AI Agents - Background and Orchestration

ai agents automation claude-code orchestration


Overview

AI agents can run autonomously, executing multi-step tasks, using tools, and coordinating with other agents. This guide covers running agents in the background and orchestrating multiple agents for complex workflows.


Claude Code Agents

Background Agents (Task Tool)

Claude Code can spawn sub-agents that run in the background:

Within Claude Code session:
> Run tests in the background while I continue working

The agent will:

  1. Spawn a background process
  2. Return an output_file path
  3. Continue your main session
  4. Notify when complete

Check background agent status:

> Check on the test agent
> Read the output file from the background task

Agent Types in Claude Code

Agent TypePurposeTools Available
BashCommand executionBash
general-purposeComplex multi-step tasksAll tools
ExploreCodebase explorationRead, Glob, Grep
PlanImplementation planningRead-only tools

Spawning Agents Programmatically

Using Claude Code’s Task tool:

Spawn an Explore agent to find all API endpoints

The agent runs with its own context and returns results.

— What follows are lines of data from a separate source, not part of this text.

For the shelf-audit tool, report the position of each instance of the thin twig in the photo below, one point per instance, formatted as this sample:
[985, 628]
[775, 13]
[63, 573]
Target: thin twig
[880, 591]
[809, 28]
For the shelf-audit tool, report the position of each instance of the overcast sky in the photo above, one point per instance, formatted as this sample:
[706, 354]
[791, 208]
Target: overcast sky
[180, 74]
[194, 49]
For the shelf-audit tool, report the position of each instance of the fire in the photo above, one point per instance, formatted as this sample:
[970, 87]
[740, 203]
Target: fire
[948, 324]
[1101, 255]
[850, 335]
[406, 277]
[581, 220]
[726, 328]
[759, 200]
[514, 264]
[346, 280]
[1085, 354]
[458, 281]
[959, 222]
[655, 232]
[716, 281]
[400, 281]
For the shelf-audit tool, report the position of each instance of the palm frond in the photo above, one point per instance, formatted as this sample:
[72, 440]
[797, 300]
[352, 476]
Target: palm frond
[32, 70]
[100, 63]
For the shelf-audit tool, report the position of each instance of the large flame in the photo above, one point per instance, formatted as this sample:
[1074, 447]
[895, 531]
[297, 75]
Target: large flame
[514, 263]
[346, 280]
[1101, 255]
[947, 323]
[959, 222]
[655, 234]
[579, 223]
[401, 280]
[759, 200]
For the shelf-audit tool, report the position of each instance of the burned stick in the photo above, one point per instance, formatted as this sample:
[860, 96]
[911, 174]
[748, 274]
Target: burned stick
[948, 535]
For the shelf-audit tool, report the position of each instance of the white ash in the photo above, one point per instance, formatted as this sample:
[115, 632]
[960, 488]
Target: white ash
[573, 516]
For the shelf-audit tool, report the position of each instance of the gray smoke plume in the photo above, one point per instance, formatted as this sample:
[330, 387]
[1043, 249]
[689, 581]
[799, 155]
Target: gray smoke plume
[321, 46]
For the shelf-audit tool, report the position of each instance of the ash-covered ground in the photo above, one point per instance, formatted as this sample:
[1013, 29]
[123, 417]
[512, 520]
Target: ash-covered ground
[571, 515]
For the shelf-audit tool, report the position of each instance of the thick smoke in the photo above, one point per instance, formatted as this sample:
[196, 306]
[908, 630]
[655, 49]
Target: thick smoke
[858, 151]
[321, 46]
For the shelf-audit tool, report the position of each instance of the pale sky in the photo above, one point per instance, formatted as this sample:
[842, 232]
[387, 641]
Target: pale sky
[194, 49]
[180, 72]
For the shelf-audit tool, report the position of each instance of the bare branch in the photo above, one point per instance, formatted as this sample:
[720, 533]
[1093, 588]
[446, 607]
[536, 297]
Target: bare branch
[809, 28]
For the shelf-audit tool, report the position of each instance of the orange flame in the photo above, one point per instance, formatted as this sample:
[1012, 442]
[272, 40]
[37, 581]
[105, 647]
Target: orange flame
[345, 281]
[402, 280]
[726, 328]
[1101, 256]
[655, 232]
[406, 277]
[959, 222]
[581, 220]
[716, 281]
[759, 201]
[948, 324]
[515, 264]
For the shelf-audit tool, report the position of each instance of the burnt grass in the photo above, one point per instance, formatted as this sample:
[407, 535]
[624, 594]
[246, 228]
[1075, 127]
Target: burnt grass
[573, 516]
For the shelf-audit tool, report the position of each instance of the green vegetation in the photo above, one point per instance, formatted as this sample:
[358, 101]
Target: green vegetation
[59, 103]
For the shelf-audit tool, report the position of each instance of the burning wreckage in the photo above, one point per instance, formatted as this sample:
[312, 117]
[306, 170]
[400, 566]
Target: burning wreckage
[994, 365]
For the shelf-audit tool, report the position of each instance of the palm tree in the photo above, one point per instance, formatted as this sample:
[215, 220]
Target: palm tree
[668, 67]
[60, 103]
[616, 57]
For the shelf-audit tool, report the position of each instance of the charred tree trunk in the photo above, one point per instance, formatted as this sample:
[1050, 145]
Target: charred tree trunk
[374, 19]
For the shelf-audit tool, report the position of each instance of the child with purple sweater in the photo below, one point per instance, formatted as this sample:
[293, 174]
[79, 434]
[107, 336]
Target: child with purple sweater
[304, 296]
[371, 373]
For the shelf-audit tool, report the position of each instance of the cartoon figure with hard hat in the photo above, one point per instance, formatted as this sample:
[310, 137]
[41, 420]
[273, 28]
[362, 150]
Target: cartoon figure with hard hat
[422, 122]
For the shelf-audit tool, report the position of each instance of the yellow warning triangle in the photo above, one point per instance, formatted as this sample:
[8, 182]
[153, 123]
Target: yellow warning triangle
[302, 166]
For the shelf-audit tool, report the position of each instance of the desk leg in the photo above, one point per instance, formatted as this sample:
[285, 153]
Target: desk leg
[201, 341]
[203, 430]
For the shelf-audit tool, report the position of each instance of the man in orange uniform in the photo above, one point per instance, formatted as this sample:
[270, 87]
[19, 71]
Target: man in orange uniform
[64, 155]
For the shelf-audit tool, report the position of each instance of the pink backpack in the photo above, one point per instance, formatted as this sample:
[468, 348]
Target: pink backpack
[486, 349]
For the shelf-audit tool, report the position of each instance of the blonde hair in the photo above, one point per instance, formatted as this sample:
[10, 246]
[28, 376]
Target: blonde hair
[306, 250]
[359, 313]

Aider Multi-File Workflows

Architect Mode

Use a smart model to plan, cheaper model to implement:

# Claude as architect, GPT-3.5 as coder
aider --architect --model claude-3-5-sonnet-20241022 --editor-model gpt-3.5-turbo

Watch Mode

Auto-run on file changes:

# Watch for changes and auto-apply
aider --watch src/
 
# With auto-commit
aider --watch --auto-commits src/

Agent Orchestration Patterns

Pattern 1: Sequential Pipeline

┌─────────┐    ┌─────────┐    ┌─────────┐    ┌─────────┐
│ Analyze │───>│  Plan   │───>│ Execute │───>│ Verify  │
└─────────┘    └─────────┘    └─────────┘    └─────────┘

Example workflow:

  1. Analyze Agent: Explore codebase, identify patterns
  2. Plan Agent: Design implementation approach
  3. Execute Agent: Write the code
  4. Verify Agent: Run tests, check for issues

Pattern 2: Parallel Workers

                ┌──────────┐
            ┌──>│ Worker 1 │──┐
┌─────────┐ │   └──────────┘  │   ┌──────────┐
│ Manager │─┼──>│ Worker 2 │──┼──>│ Combiner │
└─────────┘ │   └──────────┘  │   └──────────┘
            └──>│ Worker 3 │──┘
                └──────────┘

Example:

In Claude Code:
> Run these three agents in parallel:
  1. Search for all usages of deprecated API
  2. Find the new API documentation
  3. List all test files affected

Pattern 3: Supervisor-Worker

┌────────────┐
│ Supervisor │
└─────┬──────┘
      │ Delegates
      ▼
┌─────────────────────────┐
│   Worker Pool           │
│ ┌───┐ ┌───┐ ┌───┐ ┌───┐│
│ │ W │ │ W │ │ W │ │ W ││
│ └───┘ └───┘ └───┘ └───┘│
└─────────────────────────┘

Supervisor assigns tasks, monitors progress, handles failures.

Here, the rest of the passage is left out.